C’était aux jours où Baloo lui enseignait la Loi de la Jungle. Le grand ours brun, vieux et grave, se réjouissait d’un élève à l’intelligence si prompte; car les jeunes loups ne veulent apprendre de la Loi de la Jungle que ce qui concerne leur clan et leur tribu, et décampent, dès qu’ils peuvent répéter le refrain de chasse: «Pieds qui ne font pas de bruit; yeux qui voient dans l’ombre; oreilles tendues au vent, du fond des cavernes, et dents blanches pour mordre: qui porte ces signes est de nos frères, sauf Tabaqui le Chacal et l’Hyène que nous haïssons.» Mais Mowgli, comme petit d’homme, en dut apprendre bien plus long.

Quelquefois Bagheera, la panthère noire, venait, en flânant, au travers de la jungle, voir ce que devenait son favori, et restait à ronronner, la tête contre un arbre, pendant que Mowgli récitait à Baloo la leçon du jour. L’enfant savait grimper presque aussi bien qu’il savait nager, et nager presque aussi bien qu’il savait courir: aussi Baloo, le professeur de la Loi, lui apprenait-il les Lois des Bois et des Eaux: à distinguer une branche pourrie d’une branche saine; à parler poliment aux abeilles sauvages quand il rencontrait par surprise un de leurs essaims à cinquante pieds au-dessus du sol; les paroles à dire à Mang, la chauve-souris, quand il la dérangeait dans les branches au milieu du jour; et la façon d’avertir les serpents d’eau dans les mares avant de plonger au milieu d’eux. Dans la jungle, personne n’aime à être dérangé, et on y est toujours prêt à se jeter sur l’intrus.

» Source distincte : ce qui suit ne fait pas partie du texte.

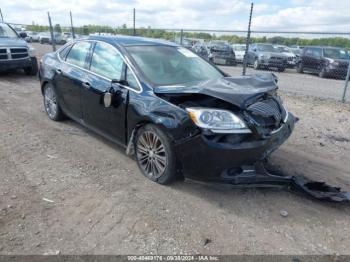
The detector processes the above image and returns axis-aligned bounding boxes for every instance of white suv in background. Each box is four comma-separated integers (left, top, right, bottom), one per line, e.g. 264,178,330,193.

232,44,246,63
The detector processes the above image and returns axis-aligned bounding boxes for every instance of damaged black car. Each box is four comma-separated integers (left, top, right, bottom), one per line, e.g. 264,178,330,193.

39,35,296,185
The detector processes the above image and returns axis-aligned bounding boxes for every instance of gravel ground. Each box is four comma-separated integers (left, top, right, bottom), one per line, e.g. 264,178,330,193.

En outre, Mowgli apprit également le cri de chasse de l’Étranger, qu’un habitant de la Jungle, toutes les fois qu’il chasse hors de son terrain, doit répéter à voix haute jusqu’à ce qu’il ait reçu la réponse. Traduit, il signifie: «Donnez-moi liberté de chasser ici, j’ai faim»; la réponse est: «Chasse donc pour ta faim, mais non pour ton plaisir.»

Tout cela vous donnera une idée de ce que Mowgli avait à apprendre par cœur; et il se fatiguait beaucoup d’avoir à répéter cent fois la même chose. Mais, comme Baloo le disait à Bagheera, un jour que Mowgli avait reçu la correction d’un coup de patte et s’en était allé bouder:

—Un petit d’homme est un petit d’homme, et il doit apprendre toute... tu entends bien, toute la Loi de la Jungle.

—Oui, mais il est tout petit, songes-y, dit la panthère noire, qui aurait gâté Mowgli si elle avait fait à sa guise. Comment sa petite tête peut-elle garder tous tes longs discours?

—Y a-t-il quelque chose dans la Jungle de trop petit pour être tué? Non. C’est pourquoi je lui enseigne tout cela, et c’est pourquoi je le corrige, oh! très doucement, lorsqu’il oublie.

—Doucement! Tu t’y connais, en douceur, vieux Pied de Fer, grogna Bagheera. Elle lui a joliment meurtri le visage, aujourd’hui, ta... douceur. Fi!

—J’aime mieux le voir meurtri de la tête aux pieds par moi qui l’aime, que de lui voir arriver du mal à cause de son ignorance, répondit Baloo avec beaucoup de chaleur. Je suis en train de lui apprendre les Maîtres Mots de la jungle appelés à le protéger auprès des oiseaux, du Peuple Serpent, et de tout ce qui chasse sur quatre pieds, sauf de son propre clan. Il peut maintenant, s’il veut seulement se rappeler les mots, réclamer protection à toute la jungle. Est-ce que cela ne vaut pas une petite correction?

—Eh bien, en tous cas, prends garde à ne point tuer le petit d’homme. Ce n’est pas un tronc d’arbre bon à aiguiser tes griffes émoussées. Mais quels sont ces Maîtres Mots? Je suis apparemment plutôt faite pour accorder de l’aide que pour en demander.—Bagheera étira une de ses pattes pour en admirer les griffes dont l’acier bleu s’aiguisait au bout comme un ciseau à froid.—Toutefois, j’aimerais à savoir.